If all of your friends jumped off a bridge, would you?
It's that sort of bandwagon mentality that has Andy Graiser, co-president of A&G Realty Partners, skeptical about retailers' rush toward outlet centers.
"I'm a little concerned that a lot of these full-priced retailers are jumping into these outlets … too fast and taking too many locations," he said.
With consumers hungry for deals, brands from high to low are rapidly adopting these discount stores to whet shoppers' appetites with deals, without slashing prices at their full-line stores and destroying their margins. But Graiser warned the "herd mentality" that sent many of these retailers into outlet centers may end up backfiring.
The commercial real estate expert said A&G has started to receive calls from retailers who are either looking to downsize their outlet stores or are being forced to exit the centers—the result of demand becoming so high that they can no longer afford the rent at what were traditionally lower-cost locations.
In some cases, landlords are trying to raise rents 10 percent a year on renewals and new tenants, and over the past three years, rents have increased between 20 percent and 30 percent at the top outlet centers, Graiser said.
"Those numbers don't work anymore," he said.
Although new shopping center supply grew at its slowest pace in more than 40 years in 2013, according to ICSC, demand for outlet centers has led to increased square footage in the category over the past few years. At Nordstrom, for example, the company's off-price stores now outnumber its traditional locations in the U.S. 162 to 118.
The strategy appears to be paying off for the luxury department store. Last year, its full-line stores posted a same-store sales decline of 2.1 percent; its off-price Rack stores, on the other hand, saw the same metric gain 2.7 percent.
But it's not just Nordstrom that's poised to continue seeing benefits from the channel.

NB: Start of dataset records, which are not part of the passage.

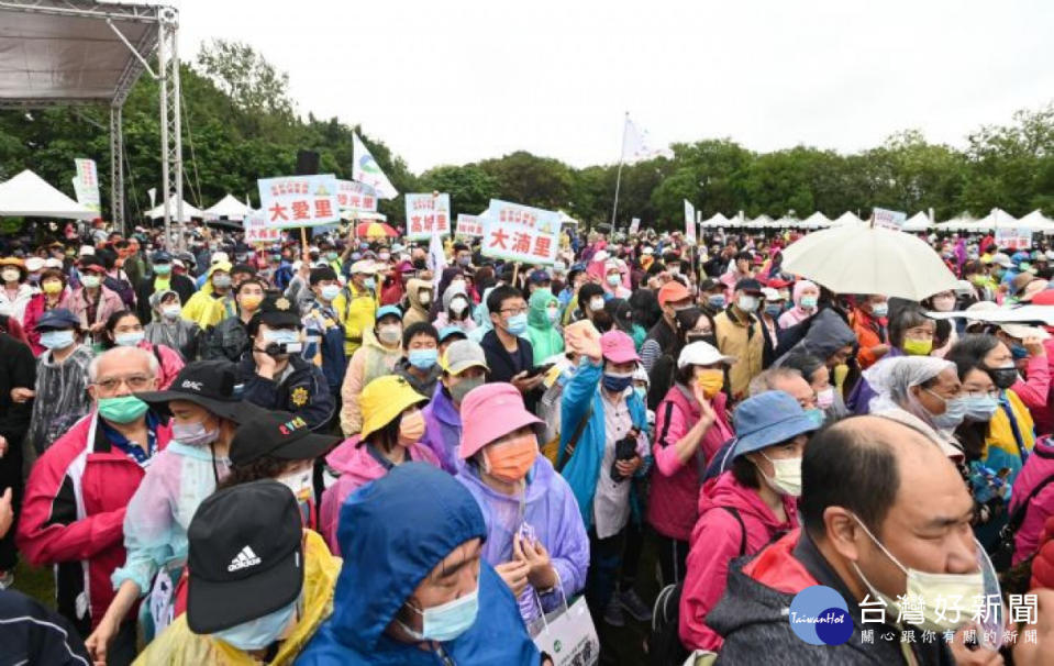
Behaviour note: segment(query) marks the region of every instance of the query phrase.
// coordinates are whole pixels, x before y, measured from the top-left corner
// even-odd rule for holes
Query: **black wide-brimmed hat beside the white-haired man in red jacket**
[[[171,415],[169,400],[186,400],[200,404],[221,419],[245,423],[266,411],[238,395],[234,364],[229,360],[196,360],[179,370],[164,391],[135,393],[160,414]]]

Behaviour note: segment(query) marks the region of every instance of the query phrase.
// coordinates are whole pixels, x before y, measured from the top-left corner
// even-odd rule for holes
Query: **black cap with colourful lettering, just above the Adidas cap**
[[[231,463],[245,465],[269,455],[285,460],[308,460],[328,453],[341,439],[317,435],[301,417],[267,411],[243,423],[231,442]]]

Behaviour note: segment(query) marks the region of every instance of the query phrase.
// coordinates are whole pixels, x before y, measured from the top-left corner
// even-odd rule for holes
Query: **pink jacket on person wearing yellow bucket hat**
[[[322,506],[319,508],[319,532],[334,555],[341,554],[341,545],[336,542],[336,528],[341,522],[344,500],[369,481],[388,474],[388,469],[366,446],[359,446],[359,441],[358,435],[352,435],[325,456],[326,464],[341,473],[336,482],[322,492]],[[440,467],[439,459],[428,446],[414,444],[408,453],[411,460],[423,460]]]

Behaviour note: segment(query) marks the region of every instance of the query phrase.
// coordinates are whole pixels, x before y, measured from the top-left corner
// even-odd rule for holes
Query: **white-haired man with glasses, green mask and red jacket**
[[[122,525],[152,457],[171,432],[133,393],[157,389],[157,359],[114,347],[88,366],[92,409],[37,459],[15,543],[34,566],[55,565],[58,611],[87,636],[113,600],[124,564]],[[135,620],[119,630],[110,664],[135,656]]]

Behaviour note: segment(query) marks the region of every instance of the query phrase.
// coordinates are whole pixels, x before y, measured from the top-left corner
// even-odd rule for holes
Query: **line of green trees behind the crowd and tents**
[[[184,196],[195,206],[211,206],[228,192],[258,204],[256,179],[293,173],[300,148],[320,154],[322,173],[350,178],[352,134],[358,132],[400,192],[448,192],[454,214],[478,213],[498,198],[562,209],[589,225],[610,222],[614,164],[574,168],[519,151],[413,174],[360,126],[299,116],[288,75],[252,46],[215,40],[182,65],[180,76]],[[149,207],[147,190],[160,188],[156,81],[140,78],[123,118],[126,214],[141,220]],[[74,158],[91,157],[107,210],[108,132],[104,108],[0,111],[0,179],[31,168],[71,196]],[[703,218],[739,211],[835,218],[847,210],[866,215],[876,206],[909,214],[932,208],[942,220],[984,215],[995,207],[1018,217],[1034,209],[1054,215],[1054,103],[1019,111],[1005,125],[983,126],[963,148],[930,143],[917,131],[853,154],[811,146],[759,153],[731,138],[670,147],[672,157],[623,167],[618,226],[635,217],[647,226],[679,229],[684,199]],[[380,211],[392,223],[403,221],[401,198],[382,201]]]

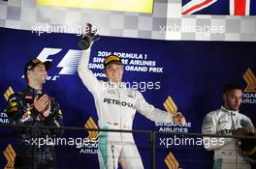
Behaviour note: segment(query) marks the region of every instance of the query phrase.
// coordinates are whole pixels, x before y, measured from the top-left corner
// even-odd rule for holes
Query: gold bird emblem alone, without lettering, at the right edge
[[[242,75],[244,81],[247,83],[246,88],[244,89],[244,92],[256,92],[256,77],[252,70],[248,68]]]

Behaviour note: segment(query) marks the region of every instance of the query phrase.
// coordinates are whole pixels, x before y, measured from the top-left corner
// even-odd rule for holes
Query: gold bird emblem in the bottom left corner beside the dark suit
[[[7,159],[7,164],[5,165],[4,169],[15,169],[15,159],[16,159],[16,152],[11,144],[9,144],[4,151],[4,156]]]

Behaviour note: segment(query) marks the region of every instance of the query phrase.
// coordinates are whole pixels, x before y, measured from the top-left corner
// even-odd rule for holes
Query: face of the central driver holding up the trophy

A recent Moody's study predicted even as the economy shows signs of improvement, the channel can sustain above-average growth rates in the 6 percent to 8 percent range over the next five years.
"Whether it is a lower-income household trying to stretch their dollars or a middle- or upper-income consumer finding value as 'chic,' we think consumers that shift to this category become increasingly loyal," the report said.
As it pertains to outlet stores, Graiser said the off-price sector's success isn't simply the result of bargains. He said Simon Property Group and Tanger Outlets, in particular, have done "a great job" with the properties, by building them as outdoor centers equipped with restaurants and other entertainment.
"They're creating an experience," he said.
Although outlets do offer a value to many retailers, Graiser warned these stores aren't one size fits all. He pointed to Wet Seal's new CEO Ed Thomas, who said in September that the company's outlet stores are "underperforming," and that he "would not expect [them] to be a major expansion strategy going forward."
Graiser anticipates that in the next year or two, A&G will start receiving more calls from brands that are looking to exit the centers, which could potentially lead to the creation of mini-strip centers located just outside of the higher-cost outlet centers.
It's worth noting, however, that these issues are not exclusive to outlet centers. Because of the slowdown in construction, increased demand—and occupancy rates—are also squeezing retailers at the country's top full-line malls.
As a result, Michael Burden, a principal with Excess Space Retail Services, said ever since the recession, retailers are no longer just giving the "rubber stamp" to stores as their leases expire.
"They're really taking a look at the markets," he said.
CORRECTION: This story has been corrected to reflect that Graiser said Simon Property Group and Tanger Outlets have done a good job with their outlet centers.